Ammon News - British inflation held at 2.0% last month, defying forecasts for a slight fall, and strong underlying price pressures prompted investors to rein back on bets that the Bank of England will cut interest rates for the first time since 2020 next month.
Strong increases in hotel prices were partly to blame for the higher-than-expected inflation number, underscoring the BoE's concerns about price pressures in the services sector.
Economists had mostly expected that headline consumer price inflation would ease to 1.9% in the 12 months to June, extending its drop from a peak of 11.1% in October 2022.
Inflation for services was 5.7%, the Office for National Statistics said, unchanged from May. The Reuters poll had pointed to a slightly weaker 5.6% increase.

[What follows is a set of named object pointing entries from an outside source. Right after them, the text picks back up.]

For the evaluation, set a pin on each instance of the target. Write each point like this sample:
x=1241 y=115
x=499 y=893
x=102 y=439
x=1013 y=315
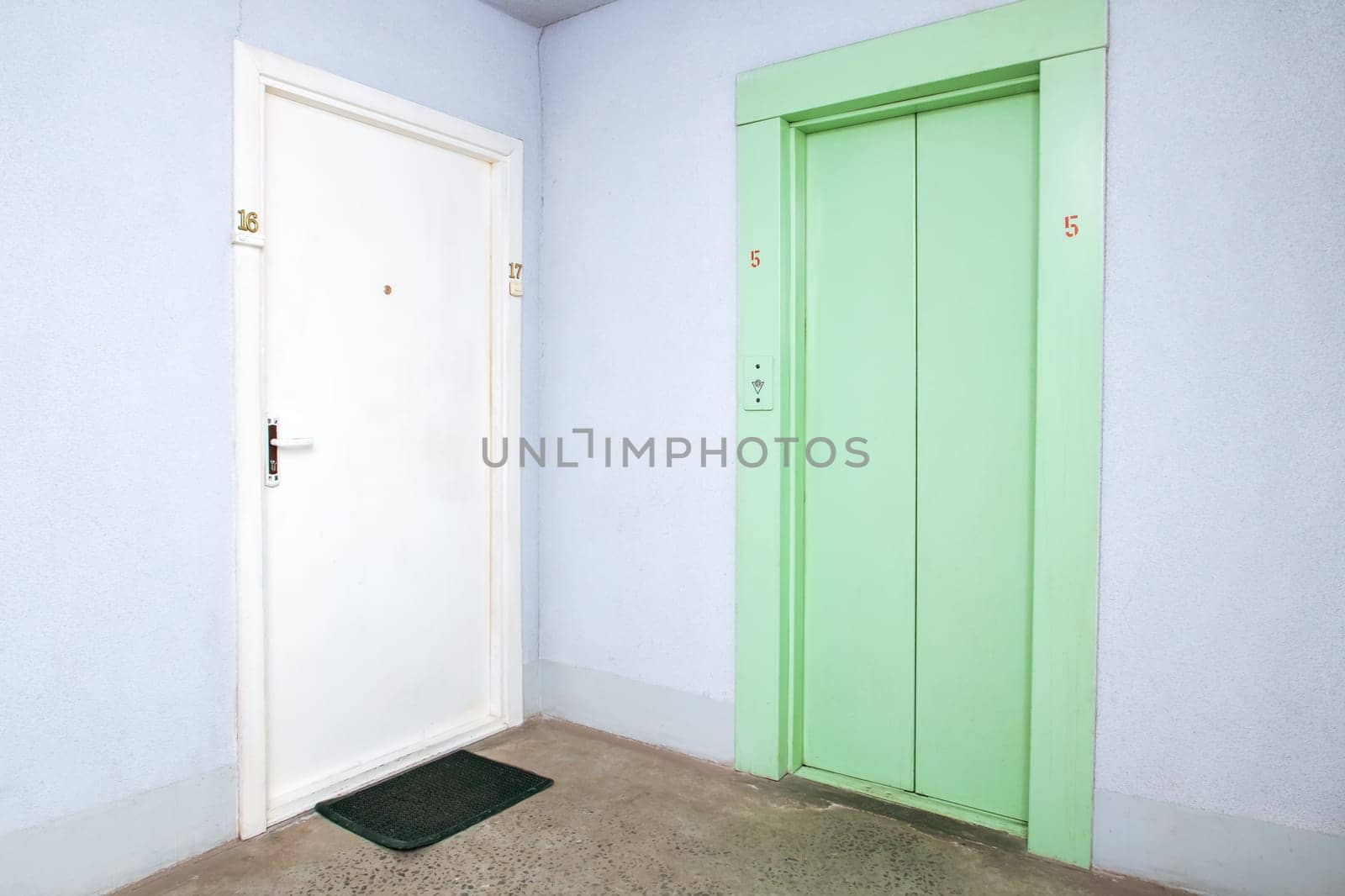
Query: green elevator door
x=860 y=361
x=920 y=335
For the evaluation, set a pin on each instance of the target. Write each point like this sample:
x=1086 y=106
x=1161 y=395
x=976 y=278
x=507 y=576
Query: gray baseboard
x=105 y=848
x=688 y=723
x=1212 y=853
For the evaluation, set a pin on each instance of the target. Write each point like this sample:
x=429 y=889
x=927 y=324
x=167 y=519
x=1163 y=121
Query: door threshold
x=302 y=799
x=916 y=801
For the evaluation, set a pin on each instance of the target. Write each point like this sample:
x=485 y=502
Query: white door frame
x=256 y=74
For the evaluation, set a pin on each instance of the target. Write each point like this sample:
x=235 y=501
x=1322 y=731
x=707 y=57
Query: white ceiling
x=544 y=13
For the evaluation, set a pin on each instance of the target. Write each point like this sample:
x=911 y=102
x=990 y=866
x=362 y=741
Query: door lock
x=273 y=444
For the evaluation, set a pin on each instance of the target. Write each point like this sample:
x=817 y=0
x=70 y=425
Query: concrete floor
x=625 y=817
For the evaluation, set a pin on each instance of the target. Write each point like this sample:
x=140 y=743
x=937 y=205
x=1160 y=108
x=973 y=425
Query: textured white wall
x=116 y=501
x=1221 y=670
x=1223 y=559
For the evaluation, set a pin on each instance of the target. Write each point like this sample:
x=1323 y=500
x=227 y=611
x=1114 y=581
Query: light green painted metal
x=916 y=801
x=994 y=45
x=1068 y=385
x=860 y=363
x=1064 y=654
x=977 y=190
x=763 y=705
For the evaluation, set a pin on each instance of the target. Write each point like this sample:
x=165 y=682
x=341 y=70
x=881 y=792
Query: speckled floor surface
x=629 y=818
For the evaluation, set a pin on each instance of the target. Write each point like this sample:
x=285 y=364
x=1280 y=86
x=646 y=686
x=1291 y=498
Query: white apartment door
x=377 y=532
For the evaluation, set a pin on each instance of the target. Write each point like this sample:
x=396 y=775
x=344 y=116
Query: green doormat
x=427 y=804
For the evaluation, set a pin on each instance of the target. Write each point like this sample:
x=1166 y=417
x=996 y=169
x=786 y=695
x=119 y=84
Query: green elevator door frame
x=1056 y=49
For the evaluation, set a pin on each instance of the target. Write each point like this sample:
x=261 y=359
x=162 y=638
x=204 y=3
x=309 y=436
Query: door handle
x=273 y=444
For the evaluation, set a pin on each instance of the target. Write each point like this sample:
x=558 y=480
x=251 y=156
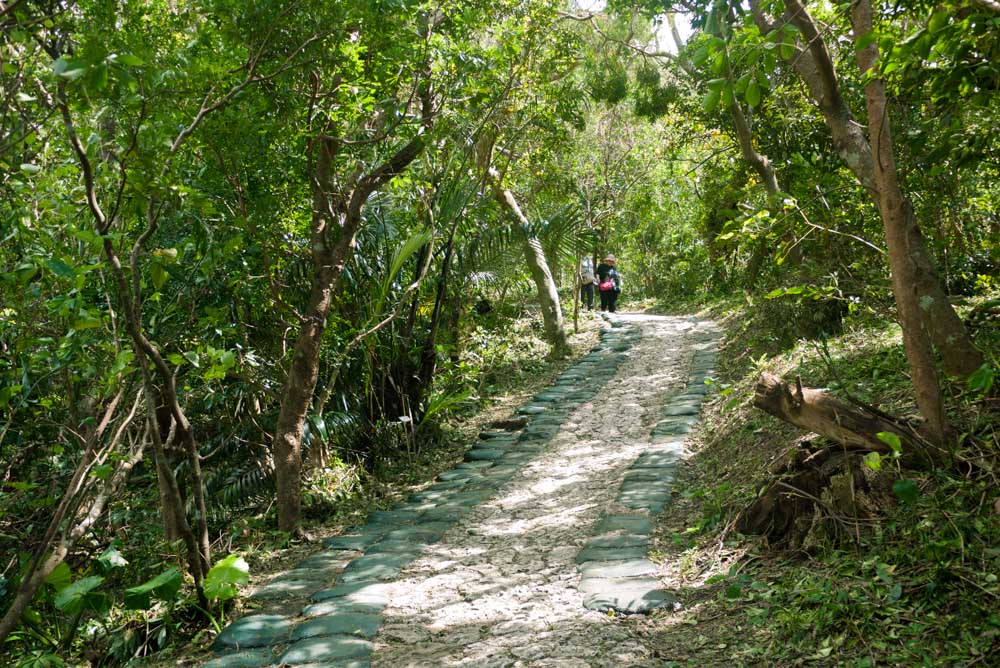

Rate futures showed investors saw a roughly one in three chance of a BoE rate cut on Aug. 1, the date of its next scheduled monetary policy announcement, down from almost 50-50 before the inflation data.
Sterling briefly rose against the dollar after the data was published before returning to just above its pre-release level.
Data due on Thursday is expected to show wages growing slightly less strongly than in data published a month ago but still rising by almost 6% - roughly double the rate that would be compatible with keeping inflation at 2%.
The BoE is due to announce its next decision on interest rates on Aug. 1 and investors see a roughly 50% chance of a first cut to borrowing costs since 2020.